This book has changed the way I think about backpacking.
Released last spring, Andrew Skurka provides an exceptional introduction to backpacking, or “ultimate hiking,” in a relatively short book. Those who subscribe to Nat Geo might remember him as the Adventurer of the Year a few years back, for his 4680 mile expedition through Alaska and the Yukon, by ski, by foot, and by pack-raft. He has clocked well over 30,000 miles as a hiker in the last 11 years (I am 6 years younger than him, but began backpacking in 2002 as well…I have clocked just short of 500 miles in my 11 years…). I hope to post more about this guy, because I draw a significant amount of inspiration from him, and while I’ll probably never be able to disappear for 5 months and traipse around Alaska, and I’ll probably never be this awesome (profanity warning) in the face of a grizzly bear, I still hope to get out into the true wilderness for at least a couple of days sometime soon.

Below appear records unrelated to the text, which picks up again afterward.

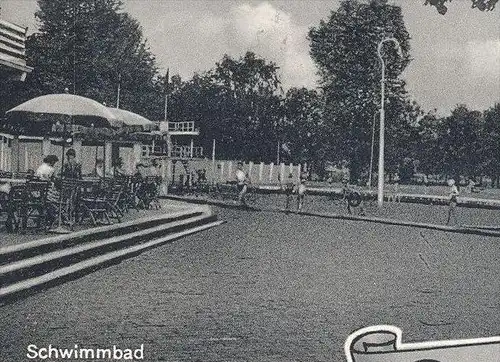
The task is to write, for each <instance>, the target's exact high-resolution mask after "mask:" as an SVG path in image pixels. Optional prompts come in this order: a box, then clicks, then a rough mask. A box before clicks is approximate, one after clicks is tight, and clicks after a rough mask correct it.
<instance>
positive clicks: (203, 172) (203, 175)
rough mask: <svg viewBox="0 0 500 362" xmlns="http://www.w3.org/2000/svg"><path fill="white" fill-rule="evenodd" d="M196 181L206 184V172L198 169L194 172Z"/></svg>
mask: <svg viewBox="0 0 500 362" xmlns="http://www.w3.org/2000/svg"><path fill="white" fill-rule="evenodd" d="M196 173H197V175H198V176H197V177H198V180H197V182H207V170H205V169H200V170H197V171H196Z"/></svg>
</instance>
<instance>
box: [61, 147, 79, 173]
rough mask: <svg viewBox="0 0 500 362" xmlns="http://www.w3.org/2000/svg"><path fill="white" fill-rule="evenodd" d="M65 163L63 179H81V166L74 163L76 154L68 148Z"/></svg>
mask: <svg viewBox="0 0 500 362" xmlns="http://www.w3.org/2000/svg"><path fill="white" fill-rule="evenodd" d="M66 158H67V161H66V163H65V164H64V167H63V171H62V175H63V177H64V178H72V179H81V178H82V165H80V164H79V163H78V162H76V152H75V150H74V149H72V148H70V149H69V150H68V151H67V152H66Z"/></svg>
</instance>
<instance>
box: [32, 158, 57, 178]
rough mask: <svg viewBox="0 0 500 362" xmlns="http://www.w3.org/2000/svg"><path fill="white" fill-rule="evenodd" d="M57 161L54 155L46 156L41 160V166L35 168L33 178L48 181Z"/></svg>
mask: <svg viewBox="0 0 500 362" xmlns="http://www.w3.org/2000/svg"><path fill="white" fill-rule="evenodd" d="M58 161H59V158H58V157H57V156H56V155H48V156H47V157H45V158H44V159H43V162H42V164H41V165H40V166H39V167H38V168H37V170H36V172H35V176H36V177H38V178H39V179H40V180H46V181H49V180H51V179H52V177H53V176H54V172H55V168H54V166H55V164H56V163H57V162H58Z"/></svg>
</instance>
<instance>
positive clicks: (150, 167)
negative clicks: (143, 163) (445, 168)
mask: <svg viewBox="0 0 500 362" xmlns="http://www.w3.org/2000/svg"><path fill="white" fill-rule="evenodd" d="M149 174H150V175H151V176H156V177H160V176H161V164H160V162H159V160H158V159H157V158H154V159H153V160H152V161H151V166H150V167H149Z"/></svg>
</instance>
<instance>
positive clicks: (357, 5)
mask: <svg viewBox="0 0 500 362" xmlns="http://www.w3.org/2000/svg"><path fill="white" fill-rule="evenodd" d="M388 37H391V38H395V39H397V42H398V43H399V45H400V47H401V51H402V54H400V55H399V54H398V51H397V48H396V47H395V46H394V44H393V42H384V44H383V46H382V48H381V56H382V57H383V59H384V62H385V70H386V83H385V85H386V97H387V104H386V105H385V109H386V119H387V126H388V128H387V135H388V139H387V144H388V147H389V149H388V152H387V160H388V163H387V165H388V166H389V167H395V166H396V165H395V164H394V163H395V162H397V161H396V157H394V156H395V155H398V158H397V159H400V158H401V156H402V155H403V156H404V153H406V152H407V149H408V148H407V147H403V148H401V147H398V145H397V144H396V141H397V142H398V143H399V144H401V143H403V146H404V142H405V141H406V140H407V136H408V135H409V134H410V132H409V130H408V126H409V124H410V123H411V122H412V120H411V119H410V117H409V116H411V115H412V114H413V113H412V112H409V110H410V109H411V104H409V103H408V100H407V93H406V90H405V82H404V81H403V80H402V79H400V78H399V76H400V74H401V73H402V71H403V70H404V69H405V68H406V66H407V65H408V64H409V62H410V43H409V39H410V35H409V33H408V31H407V30H406V27H405V24H404V21H403V16H402V13H401V8H400V7H397V6H392V5H389V4H387V1H386V0H372V1H370V2H369V3H368V4H366V3H362V2H360V1H356V0H353V1H342V2H341V4H340V7H339V8H338V9H337V10H336V11H332V13H331V15H330V18H329V19H328V21H321V22H320V24H319V25H318V26H317V27H315V28H312V29H311V30H310V32H309V38H310V40H311V51H310V53H311V56H312V58H313V60H314V61H315V62H316V64H317V65H318V68H319V74H320V77H321V86H322V88H323V90H324V96H325V110H324V118H325V119H324V122H325V124H326V126H327V127H328V130H329V132H330V133H329V136H330V137H329V142H328V145H329V153H330V155H331V156H332V158H334V160H335V161H337V162H338V161H341V160H342V159H346V160H348V161H350V165H351V169H352V170H351V177H353V178H355V179H357V178H358V177H359V175H360V174H361V172H362V171H363V170H364V169H366V167H367V165H368V163H369V158H370V145H371V134H372V124H373V123H372V122H374V117H377V111H378V108H379V107H380V89H381V86H380V79H381V73H380V70H381V63H380V60H379V57H378V54H377V47H378V45H379V43H380V42H381V41H382V40H383V39H386V38H388Z"/></svg>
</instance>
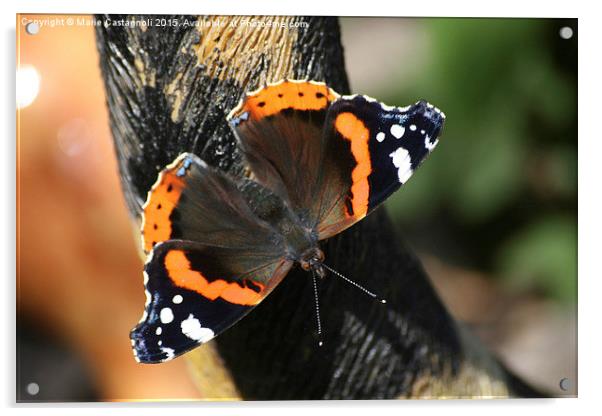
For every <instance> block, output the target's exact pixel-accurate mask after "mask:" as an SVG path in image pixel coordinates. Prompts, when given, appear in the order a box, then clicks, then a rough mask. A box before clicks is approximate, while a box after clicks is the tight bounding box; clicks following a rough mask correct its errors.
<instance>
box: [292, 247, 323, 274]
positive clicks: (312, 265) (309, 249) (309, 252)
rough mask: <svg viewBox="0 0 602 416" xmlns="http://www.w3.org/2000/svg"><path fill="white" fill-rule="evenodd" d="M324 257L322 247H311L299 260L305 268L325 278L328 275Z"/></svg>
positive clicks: (300, 264)
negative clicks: (323, 263) (324, 269)
mask: <svg viewBox="0 0 602 416" xmlns="http://www.w3.org/2000/svg"><path fill="white" fill-rule="evenodd" d="M324 258H325V256H324V252H323V251H322V250H320V248H318V247H311V248H309V249H308V250H306V251H305V252H304V253H303V254H302V255H301V258H300V259H299V260H298V261H299V264H300V265H301V268H302V269H303V270H306V271H310V270H313V271H314V272H315V273H316V274H317V275H318V276H319V277H320V278H324V276H325V275H326V271H325V270H324V266H322V262H323V261H324Z"/></svg>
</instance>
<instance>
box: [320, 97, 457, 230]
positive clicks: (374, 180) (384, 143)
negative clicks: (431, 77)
mask: <svg viewBox="0 0 602 416" xmlns="http://www.w3.org/2000/svg"><path fill="white" fill-rule="evenodd" d="M444 120H445V115H444V114H443V113H442V112H441V111H440V110H439V109H437V108H436V107H434V106H432V105H431V104H428V103H427V102H425V101H419V102H418V103H416V104H414V105H411V106H408V107H404V108H400V107H389V106H387V105H384V104H382V103H380V102H378V101H376V100H374V99H372V98H369V97H366V96H361V95H356V96H345V97H341V98H340V99H338V100H336V101H335V102H334V103H333V104H332V105H331V106H330V108H329V110H328V115H327V118H326V121H325V126H324V132H323V134H324V141H325V142H326V143H327V145H326V149H327V150H326V152H325V156H326V160H328V161H332V162H331V163H332V164H334V165H335V166H325V167H324V168H323V176H324V178H323V181H322V185H321V193H322V194H323V195H326V196H327V198H326V200H325V201H323V202H322V208H321V211H320V217H319V219H318V221H319V225H318V233H319V238H320V239H324V238H328V237H330V236H332V235H335V234H337V233H339V232H341V231H342V230H344V229H345V228H347V227H349V226H351V225H352V224H354V223H355V222H357V221H359V220H361V219H362V218H364V217H365V216H366V215H367V214H368V213H370V212H371V211H372V210H373V209H374V208H376V207H377V206H378V205H379V204H381V203H382V202H383V201H384V200H385V199H387V198H388V197H389V196H390V195H391V194H392V193H393V192H395V191H396V190H397V189H399V187H400V186H401V185H403V184H404V183H406V182H407V181H408V180H409V179H410V177H411V176H412V174H413V173H414V171H415V170H416V169H417V168H418V167H419V166H420V165H421V164H422V162H423V161H424V160H425V158H426V157H427V156H428V155H429V154H430V152H431V151H432V150H433V149H434V148H435V147H436V146H437V144H438V142H439V140H438V137H439V134H440V133H441V129H442V127H443V122H444Z"/></svg>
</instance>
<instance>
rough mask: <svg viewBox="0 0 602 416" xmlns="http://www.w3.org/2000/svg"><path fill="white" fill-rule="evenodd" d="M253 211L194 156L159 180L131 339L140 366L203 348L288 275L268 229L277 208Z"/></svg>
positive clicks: (258, 186) (290, 264) (219, 172)
mask: <svg viewBox="0 0 602 416" xmlns="http://www.w3.org/2000/svg"><path fill="white" fill-rule="evenodd" d="M258 187H259V185H257V184H255V187H254V188H253V191H254V192H256V193H260V194H261V195H262V197H263V198H266V197H268V196H270V193H269V191H268V190H266V189H263V188H261V189H258ZM271 196H272V199H273V195H271ZM256 205H257V206H254V205H253V204H252V198H251V199H249V198H247V197H246V195H245V194H244V192H243V189H241V188H239V187H238V186H237V183H236V182H235V181H234V180H232V179H231V178H230V177H228V176H227V175H225V174H223V173H221V172H219V171H217V170H215V169H212V168H211V167H209V166H208V165H206V164H205V163H204V162H203V161H202V160H201V159H199V158H198V157H196V156H195V155H192V154H182V155H180V156H179V157H178V158H177V159H176V160H175V161H174V163H172V164H171V165H169V166H168V167H167V168H166V169H164V170H163V171H162V172H161V174H160V175H159V178H158V180H157V183H156V184H155V185H154V186H153V187H152V189H151V191H150V192H149V195H148V199H147V203H146V204H145V207H144V221H143V226H142V233H143V238H142V240H143V241H142V243H143V246H144V248H145V250H146V251H147V252H148V253H149V255H148V258H147V263H146V266H145V289H146V293H147V303H146V305H145V313H144V316H143V318H142V320H141V321H140V323H139V324H138V326H137V327H136V328H134V330H133V331H132V333H131V338H132V346H133V349H134V352H135V355H136V357H137V359H138V360H139V361H141V362H145V363H153V362H161V361H165V360H169V359H171V358H174V357H176V356H178V355H180V354H182V353H184V352H186V351H188V350H190V349H192V348H194V347H195V346H197V345H199V344H201V343H203V342H206V341H208V340H209V339H211V338H212V337H213V336H215V335H217V334H218V333H220V332H222V331H224V330H225V329H227V328H228V327H229V326H231V325H232V324H234V323H235V322H236V321H237V320H239V319H240V318H242V317H243V316H244V315H245V314H247V313H248V312H249V311H250V310H251V309H252V308H253V307H254V306H255V305H257V304H258V303H259V302H260V301H261V300H262V299H263V298H265V296H267V294H269V292H270V291H271V290H272V289H273V288H274V287H275V285H276V284H278V283H279V282H280V281H281V280H282V278H283V277H284V276H285V275H286V273H287V272H288V270H289V269H290V267H291V265H292V263H291V262H290V261H288V260H285V259H284V255H285V251H284V248H283V247H284V245H283V239H282V237H281V235H280V234H279V233H278V232H277V231H275V230H274V229H273V228H272V226H270V225H269V223H268V222H267V221H268V220H269V215H270V213H272V212H273V211H274V208H273V206H274V205H275V204H274V203H271V204H270V207H271V208H270V210H268V211H265V210H261V204H256ZM258 214H262V215H263V216H264V217H265V220H264V219H261V218H260V217H259V216H258Z"/></svg>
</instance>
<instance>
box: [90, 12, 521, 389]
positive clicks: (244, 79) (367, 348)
mask: <svg viewBox="0 0 602 416" xmlns="http://www.w3.org/2000/svg"><path fill="white" fill-rule="evenodd" d="M100 17H101V18H105V16H100ZM156 17H157V16H154V18H156ZM120 18H126V17H125V16H123V17H116V16H111V19H112V20H117V19H120ZM143 18H145V17H142V16H137V17H136V19H138V20H139V19H143ZM165 18H166V19H174V18H175V19H177V20H178V22H179V23H180V24H181V23H182V22H183V21H184V20H186V21H187V22H189V23H191V24H192V25H187V26H182V25H181V26H180V27H178V28H175V27H147V28H141V27H133V28H132V27H112V26H109V27H98V28H97V40H98V48H99V51H100V63H101V66H102V70H103V76H104V80H105V85H106V90H107V101H108V106H109V110H110V116H111V128H112V132H113V136H114V139H115V149H116V152H117V156H118V159H119V167H120V173H121V177H122V183H123V189H124V193H125V196H126V200H127V203H128V207H129V209H130V212H131V213H132V215H133V216H134V217H136V218H139V214H140V212H141V206H142V204H143V202H144V200H145V198H146V193H147V191H148V190H149V188H150V186H151V185H152V184H153V183H154V181H155V180H156V176H157V173H158V171H159V170H160V169H162V168H163V167H164V166H165V165H167V164H168V163H170V162H171V161H172V160H173V159H175V158H176V156H178V155H179V154H180V153H182V152H185V151H188V152H194V153H196V154H197V155H199V156H200V157H202V158H203V159H204V160H206V161H207V162H208V163H209V164H211V165H213V166H216V167H218V168H220V169H223V170H225V171H228V172H229V173H231V174H233V175H240V174H242V172H243V166H242V164H241V158H240V155H239V153H238V152H237V149H236V146H235V141H234V137H233V135H232V132H231V131H230V129H229V127H228V126H227V124H226V121H225V116H226V114H227V113H228V112H229V111H230V110H231V109H232V108H233V107H234V106H235V105H236V104H237V103H238V101H239V100H240V98H241V97H242V95H243V94H244V93H245V92H247V91H250V90H253V89H255V88H257V87H258V86H261V85H263V84H264V83H265V82H274V81H278V80H279V79H282V78H287V77H288V78H294V79H302V78H309V79H313V80H317V81H325V82H326V83H328V84H329V85H330V86H331V87H332V88H333V89H334V90H336V91H337V92H339V93H343V94H344V93H348V92H349V85H348V81H347V77H346V74H345V65H344V59H343V49H342V46H341V44H340V38H339V26H338V22H337V20H336V19H335V18H321V17H312V18H305V17H258V18H256V19H255V21H257V22H272V25H271V26H267V25H266V26H264V27H249V26H248V25H245V24H244V19H248V18H245V17H237V16H231V17H226V18H215V17H196V16H165ZM220 19H221V21H223V25H218V24H217V23H216V22H218V21H220ZM273 23H278V25H273ZM424 98H428V97H424ZM392 104H397V105H403V104H406V103H392ZM401 192H403V190H402V191H401ZM398 241H399V239H398V237H397V236H396V235H395V234H394V232H393V227H392V226H391V224H390V222H389V220H388V218H387V215H386V213H385V211H384V210H383V209H379V210H377V211H376V212H375V213H373V214H372V215H370V216H369V217H367V218H366V219H365V220H363V221H361V222H360V223H359V224H357V225H355V226H353V227H352V228H351V229H349V230H347V231H346V232H344V233H342V234H341V235H339V236H337V237H334V238H332V239H330V240H329V241H328V242H326V244H324V250H325V252H326V256H327V260H328V263H329V264H331V265H332V266H333V267H334V268H335V269H337V270H339V271H340V272H341V273H343V274H345V275H348V276H350V277H351V278H353V279H354V280H356V281H358V282H359V283H360V284H363V285H365V286H367V287H369V288H371V289H372V290H373V291H375V292H377V293H379V294H381V295H382V296H383V297H385V298H386V299H387V301H388V303H387V304H386V305H382V304H380V303H378V302H375V301H373V300H372V299H370V298H368V297H367V296H365V295H364V294H363V293H362V292H361V291H359V290H357V289H354V288H352V287H350V286H349V285H348V284H347V283H345V282H344V281H342V280H340V279H337V278H334V277H333V278H327V279H325V280H324V281H323V282H322V284H321V287H320V300H321V312H322V320H323V322H322V324H323V329H324V332H325V345H324V346H323V347H322V348H319V347H318V346H317V344H316V338H315V317H314V313H315V312H314V304H313V292H312V285H311V278H310V277H309V276H308V274H306V273H304V272H302V271H301V270H298V269H295V270H292V271H291V272H290V273H289V275H288V276H287V277H286V278H285V279H284V281H283V282H282V283H281V284H280V285H279V287H277V288H276V289H275V290H274V292H273V293H272V294H271V295H270V296H269V297H268V298H267V299H266V300H265V301H264V302H262V303H261V304H260V305H259V306H258V307H257V308H256V309H255V310H254V311H253V312H252V313H251V314H249V315H248V316H247V317H246V318H245V319H243V320H242V321H240V322H239V323H237V324H236V325H235V326H234V327H233V328H231V329H230V330H228V331H226V332H225V333H224V334H222V335H220V336H219V337H218V338H216V340H214V341H212V342H211V343H209V344H208V345H206V346H203V347H201V348H199V349H197V350H195V351H194V352H192V353H190V354H189V355H188V357H189V359H190V360H191V361H190V362H191V363H192V364H193V365H192V367H193V376H194V377H195V379H196V381H197V382H198V384H199V388H200V389H201V393H202V394H204V395H205V396H206V397H208V398H237V397H241V398H245V399H320V398H327V399H365V398H396V397H418V396H420V397H425V396H426V397H434V396H436V397H469V396H481V395H484V396H495V397H500V396H505V395H508V394H509V392H510V393H512V392H513V391H514V387H512V386H510V385H509V380H510V379H511V376H510V375H509V374H508V373H507V372H506V371H505V370H504V369H503V368H502V367H501V366H499V365H498V364H497V363H496V362H495V360H494V359H493V358H491V357H490V355H489V354H488V353H487V352H485V351H482V350H480V348H479V347H478V343H476V342H474V341H467V339H469V338H468V337H466V336H465V335H464V332H463V331H461V330H459V329H458V327H457V325H456V323H455V322H454V321H453V319H452V318H451V317H450V316H449V315H448V313H447V312H446V310H445V308H444V307H443V305H442V304H441V302H440V301H439V299H438V297H437V295H436V294H435V293H434V291H433V289H432V287H431V285H430V283H429V281H428V277H427V276H426V275H425V273H424V270H423V269H422V267H421V265H420V263H419V262H418V260H417V259H416V257H415V256H414V255H413V254H412V253H411V252H410V251H409V250H408V249H407V247H404V246H402V245H401V244H400V243H399V242H398ZM132 278H133V279H136V278H140V279H141V277H140V276H132ZM141 290H142V289H141ZM141 307H142V305H141ZM133 324H134V323H133ZM127 335H128V334H124V337H127ZM216 351H217V353H219V354H216V353H215V352H216ZM216 380H219V381H217V382H216ZM216 383H217V385H216ZM514 384H516V386H519V385H520V382H518V381H516V383H514ZM514 384H513V385H514ZM523 388H524V389H526V390H524V391H523V392H522V394H527V395H530V394H532V393H529V392H530V390H529V389H528V388H527V387H526V386H523ZM516 392H517V393H520V392H519V391H518V390H517V391H516Z"/></svg>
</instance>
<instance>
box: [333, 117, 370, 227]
mask: <svg viewBox="0 0 602 416" xmlns="http://www.w3.org/2000/svg"><path fill="white" fill-rule="evenodd" d="M334 126H335V129H336V130H337V132H339V134H340V135H341V136H343V137H344V138H345V139H347V140H349V141H350V142H351V153H352V154H353V157H354V159H355V161H356V162H357V165H356V166H355V168H353V171H352V172H351V181H352V185H351V194H352V197H351V207H352V208H353V217H357V218H362V217H364V216H365V215H366V214H367V213H368V198H369V196H370V184H369V183H368V176H370V173H371V172H372V162H371V161H370V149H369V147H368V142H369V140H370V131H369V130H368V128H367V127H366V125H365V124H364V123H363V122H362V120H360V119H359V118H357V117H356V116H355V115H354V114H352V113H341V114H339V115H338V116H337V118H336V119H335V122H334Z"/></svg>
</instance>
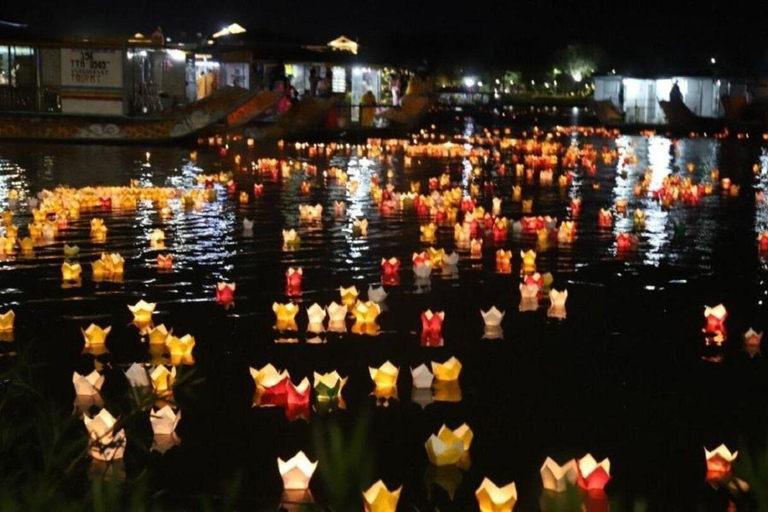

Back to the book: he divides things up into three sections. First, he gives some basic principles behind what he calls “ultimate hiking.” The idea is that hiking is the main purpose of one’s outing, not camping or birding or photography. For an ultimate hiker the principal aim is getting from A to B, and so you want to pack light and avoid unnecessary weight. I had thought for years that so-called “ultralight” backpackers were crazy, having read articles and books by a few of them. Skurka is unique in being able to make the case in a convincing way to a skeptic, in part because he deliberately avoids using the term “ultralight” (more on this here). In this section he also goes over some key questions whose answers will differ for each trip: hours of daylight, terrain, climate, etc. These questions, not rigid weight measures, should determine what you bring, according to Skurka. I’m inclined to trust his judgment!
In the second section (the bulk of the book) Skurka details the various parts of your kit: clothing, shelter, footwear, navigation, cooking systems, food, etc. In each section he gives the gear alternatives and the conditions under which each variation might be useful. At the end of each sub-section he gives his gear recommendations. One concern about the book, perhaps my only reservation, is that his specific gear recommendations will become dated very quickly.
Finally, he gives sample gear lists. This is a big selling point of the book in terms of practicality. The gear lists are not just checklists of items to bring on any given trip — no, these gear lists are very trip specific, giving seasons and locations for which the list would be applicable as well as precise weights for each item. He offers five samples: Eastern Forest (summer), Mountain West (early fall), Desert Southwest Packrafting (early summer), Northern Winter, and Philmont Scout Ranch. The Philmont list makes this a particularly good resource for scouts, since his list conforms to the Boy Scouts’ minimum gear requirements for the reservation.
Andrew Skurka does not neglect the scouts!
Once you finish reading the book, you realize three things very quickly:
(1) I need to plan a trip soon. Where will I go and when? So you’ll spend some time putzing around for maps and eventually you’ll be at the FedEx printing off your own USGS quadrangles etc. In short, you’ll be encouraged to develop your own itineraries and work with your own navigation tools…in Excel.
(2) I need to update (or start developing) my gear kit. His sample lists offer a great starting point for developing one’s own gear lists…in Excel…especially once you’ve caught the “ultralight” bug and want to track the weight of items in your kit. I’ll be sharing my own gear lists in a future post!
And finally (3) I need to be much more deliberate about food. One advantage to the book is that it gives you principles and tools, but not necessarily all the answers. I originally thought this was a drawback, particularly in the food chapter, but then I realized that even Skurka can’t do this work for me. People’s caloric needs and tastes differ, and from trip to trip food types can vary for lots of reasons (temperatures, whether you bring a stove, water availability, etc). I haven’t gone crazy with extensive planning on this front yet, but my old friend here, God rest his soul, knows just what I need to get the job done!
Looks like you’re planning an adventure…may I open a new Excel spreadsheet?
All in all, this is a great introduction to ultralight backpacking, even for those who are skeptical. Practicality is the author’s main concern, and he delivers. It is well worth taking a look!